Learning Objectives#

  • Derive angular momentum quantization from the commutation algebra without solving differential equations.

  • Construct explicit matrix representations for spin-1/2 (Pauli) and spin-1.

  • Apply spinor rotation formulas and explain the \(2\pi\) vs \(4\pi\) distinction.

  • Combine two angular momenta using Clebsch-Gordan coefficients; construct singlet and triplet states for two spin-1/2 particles.

Project#

Project: Ultracold Fermi Gases and the BCS-BEC Crossover#

Objective: Model the BCS-BEC crossover in ultracold Fermi gases—the continuous evolution from weakly-paired fermions (Cooper pairs) to tightly-bound bosonic molecules as interactions are tuned.

Background: The BCS-BEC crossover is a frontier research area in cold atoms and condensed matter. Using Feshbach resonances, experimentalists can tune the scattering length \(a\) continuously and observe the transformation from BCS superconductor (large \(N\), small gap) to BEC of tightly-bound molecules. Angular momentum plays a crucial role: identical fermions require odd relative angular momentum (\(\ell = 1, 3, \ldots\)), constraining pairing. This project deepens understanding of identical particle symmetry (Chapter 2) by studying competing quantum phases and the role of angular momentum in many-body physics.

Suggested Approach:

  • Literature survey: Read “The BCS-BEC crossover and the unitary Fermi gas” (Giorgini, Pitaevskii & Stringari 2008, Rev. Mod. Phys.). Understand the mean-field equations in the BCS and BEC limits.

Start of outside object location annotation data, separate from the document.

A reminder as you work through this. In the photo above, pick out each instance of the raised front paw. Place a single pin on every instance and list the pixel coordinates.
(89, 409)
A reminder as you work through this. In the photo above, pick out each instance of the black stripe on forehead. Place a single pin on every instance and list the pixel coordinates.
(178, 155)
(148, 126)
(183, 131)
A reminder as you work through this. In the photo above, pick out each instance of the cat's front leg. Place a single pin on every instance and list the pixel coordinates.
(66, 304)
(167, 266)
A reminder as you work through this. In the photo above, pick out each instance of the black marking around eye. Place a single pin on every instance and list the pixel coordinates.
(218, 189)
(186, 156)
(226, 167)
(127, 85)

  • Theory: Derive the gap equation and chemical potential in mean-field BCS theory. Show how the ground state energy, condensate fraction, and excitation gap depend on interaction strength \(a\).

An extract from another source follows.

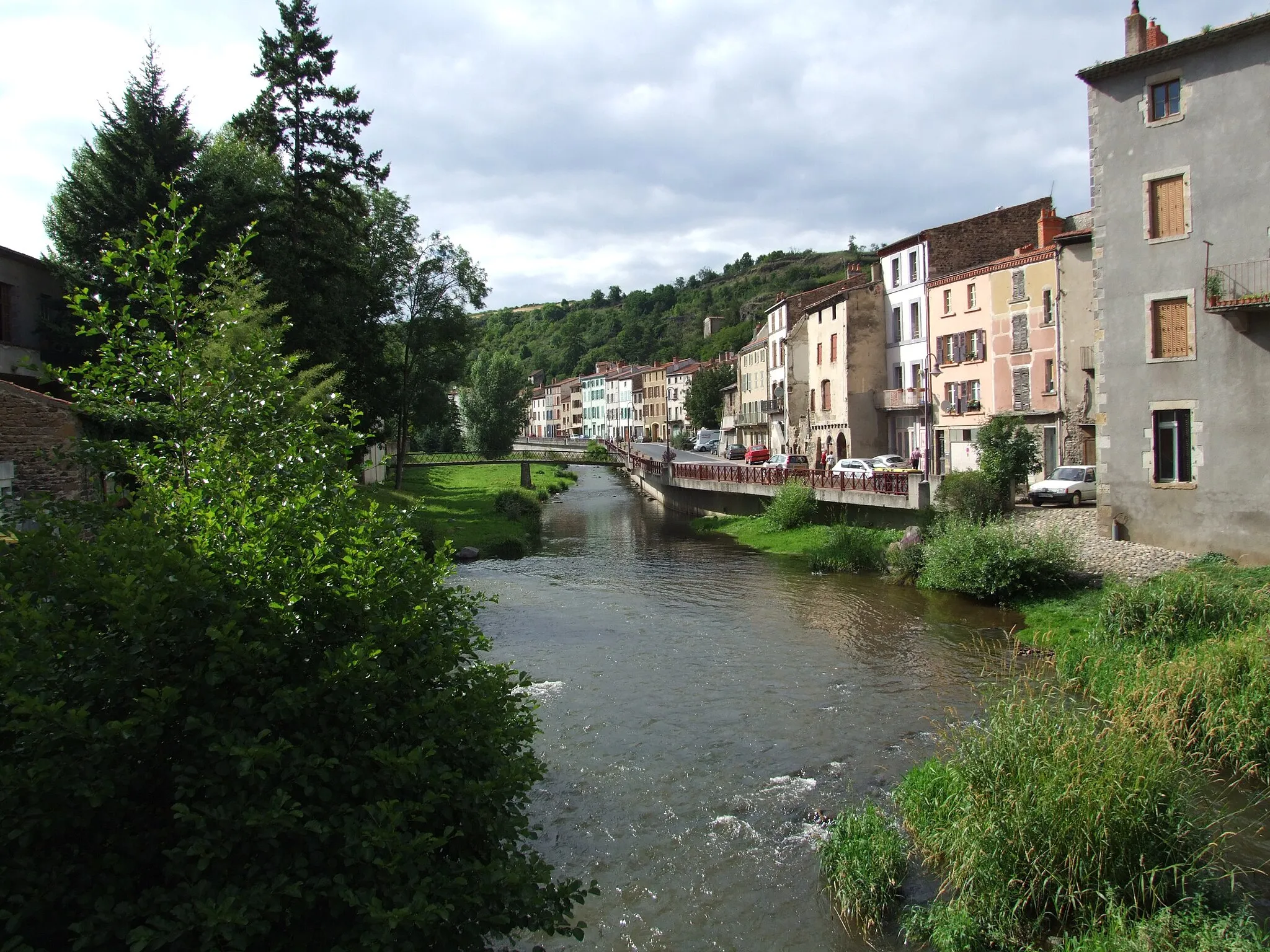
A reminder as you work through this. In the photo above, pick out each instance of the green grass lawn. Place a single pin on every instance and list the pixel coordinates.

  • Computational method: Solve the BCS equations numerically using self-consistent iteration. Parametrize by the scattering length or dimensionless coupling \((k_F a)^{-1}\), where \(k_F\) is the Fermi wavenumber.

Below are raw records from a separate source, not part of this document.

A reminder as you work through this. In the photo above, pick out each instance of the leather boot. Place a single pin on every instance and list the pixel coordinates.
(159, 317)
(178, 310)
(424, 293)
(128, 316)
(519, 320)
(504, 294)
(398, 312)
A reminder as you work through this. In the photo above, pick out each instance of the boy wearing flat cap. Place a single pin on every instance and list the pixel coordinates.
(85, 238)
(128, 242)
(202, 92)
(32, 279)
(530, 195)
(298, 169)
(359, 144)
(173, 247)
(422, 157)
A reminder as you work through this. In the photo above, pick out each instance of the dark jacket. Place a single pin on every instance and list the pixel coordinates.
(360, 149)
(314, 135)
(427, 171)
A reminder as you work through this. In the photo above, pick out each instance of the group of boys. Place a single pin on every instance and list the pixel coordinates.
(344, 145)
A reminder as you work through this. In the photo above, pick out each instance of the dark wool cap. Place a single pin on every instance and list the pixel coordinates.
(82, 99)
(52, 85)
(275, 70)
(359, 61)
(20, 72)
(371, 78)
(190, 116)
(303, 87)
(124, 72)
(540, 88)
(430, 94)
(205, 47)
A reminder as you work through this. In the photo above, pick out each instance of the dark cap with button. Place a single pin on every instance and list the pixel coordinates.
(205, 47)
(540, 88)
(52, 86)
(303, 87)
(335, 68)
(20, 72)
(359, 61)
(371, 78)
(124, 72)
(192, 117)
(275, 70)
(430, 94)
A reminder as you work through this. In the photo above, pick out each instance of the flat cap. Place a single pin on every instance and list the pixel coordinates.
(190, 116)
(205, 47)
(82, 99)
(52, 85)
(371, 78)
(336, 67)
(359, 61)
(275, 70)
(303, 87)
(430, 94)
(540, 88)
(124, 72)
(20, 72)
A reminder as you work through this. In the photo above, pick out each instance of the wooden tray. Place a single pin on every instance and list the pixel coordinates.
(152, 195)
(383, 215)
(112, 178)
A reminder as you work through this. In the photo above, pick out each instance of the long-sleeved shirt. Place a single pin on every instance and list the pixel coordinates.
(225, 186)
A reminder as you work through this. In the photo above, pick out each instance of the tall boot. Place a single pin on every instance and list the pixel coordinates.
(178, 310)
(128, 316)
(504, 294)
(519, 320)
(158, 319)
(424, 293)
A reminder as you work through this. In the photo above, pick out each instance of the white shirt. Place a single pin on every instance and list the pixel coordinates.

  • Phase diagram: Plot the gap \(\Delta\), condensate fraction, and coherence length \(\xi = \hbar^2/(m\Delta)\) across the crossover. Show that at unitarity (\((k_F a) = \infty\)), universal behavior emerges.

  • Excitations: Study fermionic excitations (Bogoliubov spectrum) vs. bosonic excitations (collective modes). Show the transition from weak-coupling fermions to strong-coupling molecules.

  • Angular momentum: Analyze why \(\ell = 1\) pairing dominates for spin-up/spin-down fermions. Include effects of angular momentum quantization on pairing stability.

Expected Deliverable: Research report (7-10 pages) with: BCS-BEC crossover theory, numerical solution of gap equation, phase diagram and universal properties at unitarity, excitation spectra analysis, comparison with experimental data from ultracold Fermi gas experiments, and physical interpretation connecting angular momentum constraints to observable phenomena.

Key References: Giorgini, Pitaevskii & Stringari (2008) “Theory of ultracold atomic Fermi gases”; Ketterle & Zwierlein “Making, probing and understanding ultracold Fermi gases” (2008); experimental papers from JILA, MIT, or LENS labs on Fermi gas crossover.